Netflix updates sound quality across 5.1, Atmos

If you feel like the audio quality you’re getting from your Netflix account could be better, you weren’t alone, and that has prompted Netflix to do something about.

You may think that the viewing experience of movies and TV shows makes the biggest impact, but sound is a crucial part of what you watch. Both make the experience, but bad sound can break the experience, and when filmmakers get frustrated about the sound their work delivers, you can bet they’ll have something to say about it.

For Netflix, that’s a conversation it has been having with the Duffer brothers, the directors of Stranger Things and Stranger Things 2, and after letting the directors listen to their shows in a living room experience back in 2017, the duo told Netflix that the audio had to be crisper.
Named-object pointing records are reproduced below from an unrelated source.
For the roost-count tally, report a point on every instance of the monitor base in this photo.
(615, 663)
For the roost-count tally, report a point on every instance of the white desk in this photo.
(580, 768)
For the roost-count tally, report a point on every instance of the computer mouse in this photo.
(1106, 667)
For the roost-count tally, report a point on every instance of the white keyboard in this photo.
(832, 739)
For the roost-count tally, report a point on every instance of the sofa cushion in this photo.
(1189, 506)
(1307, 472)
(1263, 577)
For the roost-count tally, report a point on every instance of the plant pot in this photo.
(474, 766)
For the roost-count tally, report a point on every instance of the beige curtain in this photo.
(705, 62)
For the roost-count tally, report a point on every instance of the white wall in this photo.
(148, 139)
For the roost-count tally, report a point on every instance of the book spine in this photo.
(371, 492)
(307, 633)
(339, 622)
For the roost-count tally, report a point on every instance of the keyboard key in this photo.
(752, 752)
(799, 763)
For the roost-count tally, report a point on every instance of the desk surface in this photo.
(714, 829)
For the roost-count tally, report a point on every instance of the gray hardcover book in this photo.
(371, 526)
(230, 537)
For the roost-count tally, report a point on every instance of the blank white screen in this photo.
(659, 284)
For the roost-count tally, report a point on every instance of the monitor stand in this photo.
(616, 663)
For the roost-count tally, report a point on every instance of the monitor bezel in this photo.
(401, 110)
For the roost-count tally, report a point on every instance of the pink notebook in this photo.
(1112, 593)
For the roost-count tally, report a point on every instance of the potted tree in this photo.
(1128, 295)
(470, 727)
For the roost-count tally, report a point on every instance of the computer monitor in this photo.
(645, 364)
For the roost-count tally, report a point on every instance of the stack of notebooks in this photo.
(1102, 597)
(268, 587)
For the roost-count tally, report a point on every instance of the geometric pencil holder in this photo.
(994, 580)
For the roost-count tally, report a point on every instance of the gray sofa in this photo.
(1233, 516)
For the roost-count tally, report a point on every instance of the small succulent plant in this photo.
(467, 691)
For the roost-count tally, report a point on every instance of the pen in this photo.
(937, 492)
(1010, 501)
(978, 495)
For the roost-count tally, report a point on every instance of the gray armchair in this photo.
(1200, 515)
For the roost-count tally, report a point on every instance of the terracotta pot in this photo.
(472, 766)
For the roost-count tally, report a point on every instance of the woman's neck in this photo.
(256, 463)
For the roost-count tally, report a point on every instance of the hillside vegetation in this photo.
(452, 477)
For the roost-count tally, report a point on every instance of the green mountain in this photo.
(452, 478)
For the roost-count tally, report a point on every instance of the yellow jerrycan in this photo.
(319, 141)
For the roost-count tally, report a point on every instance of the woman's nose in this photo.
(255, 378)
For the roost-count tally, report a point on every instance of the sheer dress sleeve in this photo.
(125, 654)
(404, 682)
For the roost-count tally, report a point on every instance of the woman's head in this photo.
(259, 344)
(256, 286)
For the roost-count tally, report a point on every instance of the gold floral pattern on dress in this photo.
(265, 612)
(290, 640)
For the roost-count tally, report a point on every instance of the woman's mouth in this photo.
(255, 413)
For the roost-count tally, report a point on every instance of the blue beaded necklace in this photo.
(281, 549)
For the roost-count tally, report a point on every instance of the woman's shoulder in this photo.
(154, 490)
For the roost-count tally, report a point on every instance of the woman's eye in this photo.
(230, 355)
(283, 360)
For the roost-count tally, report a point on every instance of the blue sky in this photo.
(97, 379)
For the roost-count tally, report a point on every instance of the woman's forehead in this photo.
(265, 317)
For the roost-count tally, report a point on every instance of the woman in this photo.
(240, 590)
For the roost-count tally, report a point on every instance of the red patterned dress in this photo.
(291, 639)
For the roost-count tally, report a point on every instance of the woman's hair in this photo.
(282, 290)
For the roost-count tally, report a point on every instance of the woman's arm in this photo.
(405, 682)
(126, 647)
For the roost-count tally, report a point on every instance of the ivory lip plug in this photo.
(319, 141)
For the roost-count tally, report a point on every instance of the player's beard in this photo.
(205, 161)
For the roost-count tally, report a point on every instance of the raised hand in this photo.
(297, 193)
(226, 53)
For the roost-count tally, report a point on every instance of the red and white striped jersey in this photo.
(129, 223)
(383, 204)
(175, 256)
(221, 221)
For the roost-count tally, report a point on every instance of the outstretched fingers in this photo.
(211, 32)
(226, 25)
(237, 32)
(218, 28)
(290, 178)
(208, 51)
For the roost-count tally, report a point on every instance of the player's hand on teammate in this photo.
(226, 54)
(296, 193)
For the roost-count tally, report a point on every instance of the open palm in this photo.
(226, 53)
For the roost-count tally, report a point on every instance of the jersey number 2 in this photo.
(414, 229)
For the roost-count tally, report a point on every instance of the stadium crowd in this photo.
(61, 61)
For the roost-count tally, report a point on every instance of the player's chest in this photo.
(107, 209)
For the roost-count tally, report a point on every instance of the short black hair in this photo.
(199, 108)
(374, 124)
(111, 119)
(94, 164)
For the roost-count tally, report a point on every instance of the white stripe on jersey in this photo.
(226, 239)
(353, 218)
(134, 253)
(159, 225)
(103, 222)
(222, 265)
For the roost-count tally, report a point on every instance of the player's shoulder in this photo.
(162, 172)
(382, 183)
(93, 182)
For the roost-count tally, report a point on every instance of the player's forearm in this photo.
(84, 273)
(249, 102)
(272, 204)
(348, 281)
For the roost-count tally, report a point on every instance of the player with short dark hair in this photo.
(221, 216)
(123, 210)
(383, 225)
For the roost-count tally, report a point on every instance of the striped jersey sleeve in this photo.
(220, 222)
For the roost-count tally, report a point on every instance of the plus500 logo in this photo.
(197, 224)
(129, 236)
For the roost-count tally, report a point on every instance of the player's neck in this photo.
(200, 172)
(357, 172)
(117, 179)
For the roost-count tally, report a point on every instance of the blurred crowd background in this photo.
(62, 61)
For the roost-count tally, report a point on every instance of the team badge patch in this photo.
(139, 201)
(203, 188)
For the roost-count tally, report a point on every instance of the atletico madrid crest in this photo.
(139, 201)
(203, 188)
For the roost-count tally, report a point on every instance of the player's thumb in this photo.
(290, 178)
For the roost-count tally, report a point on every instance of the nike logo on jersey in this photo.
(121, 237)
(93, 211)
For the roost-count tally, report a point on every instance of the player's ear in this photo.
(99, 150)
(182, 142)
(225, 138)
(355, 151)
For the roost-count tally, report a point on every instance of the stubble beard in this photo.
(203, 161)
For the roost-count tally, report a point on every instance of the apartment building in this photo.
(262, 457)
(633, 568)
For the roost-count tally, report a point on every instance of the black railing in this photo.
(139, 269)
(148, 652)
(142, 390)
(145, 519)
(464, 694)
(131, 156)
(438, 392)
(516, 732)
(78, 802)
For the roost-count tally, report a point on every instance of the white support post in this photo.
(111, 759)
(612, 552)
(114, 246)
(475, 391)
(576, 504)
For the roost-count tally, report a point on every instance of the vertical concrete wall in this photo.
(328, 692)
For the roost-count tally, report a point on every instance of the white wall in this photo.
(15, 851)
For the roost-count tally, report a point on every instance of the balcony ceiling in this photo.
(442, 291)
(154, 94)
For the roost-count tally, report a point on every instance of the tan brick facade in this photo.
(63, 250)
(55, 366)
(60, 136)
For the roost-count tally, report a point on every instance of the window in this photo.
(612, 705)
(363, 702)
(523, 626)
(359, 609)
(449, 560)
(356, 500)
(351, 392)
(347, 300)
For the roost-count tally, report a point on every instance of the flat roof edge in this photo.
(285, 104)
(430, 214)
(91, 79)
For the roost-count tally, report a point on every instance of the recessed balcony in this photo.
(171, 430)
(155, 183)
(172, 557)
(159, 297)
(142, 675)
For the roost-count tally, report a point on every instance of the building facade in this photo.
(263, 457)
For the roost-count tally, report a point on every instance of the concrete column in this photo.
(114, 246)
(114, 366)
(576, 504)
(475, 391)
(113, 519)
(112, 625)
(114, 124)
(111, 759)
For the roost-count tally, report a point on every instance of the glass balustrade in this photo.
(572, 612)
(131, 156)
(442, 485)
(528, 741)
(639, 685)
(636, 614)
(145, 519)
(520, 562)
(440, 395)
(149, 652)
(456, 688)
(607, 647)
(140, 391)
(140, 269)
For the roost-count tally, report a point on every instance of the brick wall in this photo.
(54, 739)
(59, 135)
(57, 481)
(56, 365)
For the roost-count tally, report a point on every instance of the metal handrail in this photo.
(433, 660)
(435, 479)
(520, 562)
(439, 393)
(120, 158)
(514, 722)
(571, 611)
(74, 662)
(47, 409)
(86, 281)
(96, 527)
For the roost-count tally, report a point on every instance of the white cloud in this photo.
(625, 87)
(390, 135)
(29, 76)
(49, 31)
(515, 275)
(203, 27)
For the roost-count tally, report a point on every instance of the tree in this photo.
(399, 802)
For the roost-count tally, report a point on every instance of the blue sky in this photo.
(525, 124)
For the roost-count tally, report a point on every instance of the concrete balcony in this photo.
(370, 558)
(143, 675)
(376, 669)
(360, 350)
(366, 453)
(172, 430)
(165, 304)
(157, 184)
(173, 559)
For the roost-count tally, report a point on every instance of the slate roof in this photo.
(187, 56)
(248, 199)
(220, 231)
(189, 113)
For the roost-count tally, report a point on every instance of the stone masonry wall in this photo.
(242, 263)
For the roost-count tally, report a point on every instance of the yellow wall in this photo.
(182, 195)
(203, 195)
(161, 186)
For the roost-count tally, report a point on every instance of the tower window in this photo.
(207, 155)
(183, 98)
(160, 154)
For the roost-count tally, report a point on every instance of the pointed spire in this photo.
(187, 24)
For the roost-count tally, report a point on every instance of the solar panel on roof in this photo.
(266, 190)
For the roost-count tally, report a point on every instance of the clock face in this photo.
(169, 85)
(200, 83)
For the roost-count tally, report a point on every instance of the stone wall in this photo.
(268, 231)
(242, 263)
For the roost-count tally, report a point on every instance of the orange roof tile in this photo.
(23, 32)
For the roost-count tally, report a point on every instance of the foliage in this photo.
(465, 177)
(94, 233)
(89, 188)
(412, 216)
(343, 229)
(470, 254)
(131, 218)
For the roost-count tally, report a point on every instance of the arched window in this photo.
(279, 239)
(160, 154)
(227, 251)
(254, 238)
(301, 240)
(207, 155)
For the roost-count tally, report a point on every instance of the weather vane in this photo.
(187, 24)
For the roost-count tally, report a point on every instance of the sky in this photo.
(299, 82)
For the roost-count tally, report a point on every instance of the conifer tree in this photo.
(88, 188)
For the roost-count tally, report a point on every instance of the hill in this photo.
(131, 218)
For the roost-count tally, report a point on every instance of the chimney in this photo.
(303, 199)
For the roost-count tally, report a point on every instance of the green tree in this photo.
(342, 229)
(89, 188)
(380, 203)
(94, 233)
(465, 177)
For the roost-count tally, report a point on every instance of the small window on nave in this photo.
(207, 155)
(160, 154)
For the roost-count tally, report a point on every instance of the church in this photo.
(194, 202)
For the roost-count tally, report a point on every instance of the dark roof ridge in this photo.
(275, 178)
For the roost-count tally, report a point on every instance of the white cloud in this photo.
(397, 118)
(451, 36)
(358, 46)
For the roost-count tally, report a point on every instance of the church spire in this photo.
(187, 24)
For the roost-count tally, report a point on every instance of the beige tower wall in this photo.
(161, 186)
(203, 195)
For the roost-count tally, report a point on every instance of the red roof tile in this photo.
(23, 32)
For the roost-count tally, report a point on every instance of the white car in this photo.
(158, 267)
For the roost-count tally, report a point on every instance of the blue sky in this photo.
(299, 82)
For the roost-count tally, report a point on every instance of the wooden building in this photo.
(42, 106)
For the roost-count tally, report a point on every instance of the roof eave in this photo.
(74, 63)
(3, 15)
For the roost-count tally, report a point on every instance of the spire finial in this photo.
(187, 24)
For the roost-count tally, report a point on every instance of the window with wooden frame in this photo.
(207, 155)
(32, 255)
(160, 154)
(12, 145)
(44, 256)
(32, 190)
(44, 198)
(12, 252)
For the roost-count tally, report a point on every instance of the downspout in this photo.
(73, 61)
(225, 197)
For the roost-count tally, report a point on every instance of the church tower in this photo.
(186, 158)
Netflix went to work, and almost two years on, has a solution with improved audio that will be rolling out to subscribers of Netflix with supported devices.

It’s something Netflix calls “high-quality audio” that is adaptive and designed to offer the best experience to match capabilities.

The result is basically an improvement in bitrate, with 5.1 audio jumping from 192kbps to 640kbps, a move Netflix says is from “good” to “great/perceptually transparent”. Meanwhile, folks who have subscribed to the 4K-capable Premium plan will have improvements to Dolby Atmos bitrates, too, moving from 448kbps to 768kbps.

Released on the Netflix blog, the company says it expects the bitrates “to evolve over time” as the company gets more efficient in its encoding techniques.

Depending on the level of audiophile you are, you may not necessarily think a jump in 192 to 640kbps is high. CD quality bitrate for 16-bit audio is 1411kbps (evident in lossless WAV and FLAC), while 192kbps is closer to the audio quality that we used to associate with MP3s back in the day.

As a point, the Pickr Sound Test is provided in streaming services at a lower bitrate, but tested in FLAC, meaning the bitrate is higher and therefore closer to the original quality released by companies.

That said, an improvement is an improvement, so we’ll look forward to seeing how the improvements are handled by TVs, soundbars, and speaker systems, as it would be great to see higher quality audio streamed out on services as well as the better Ultra HD video that higher connection speeds can bring.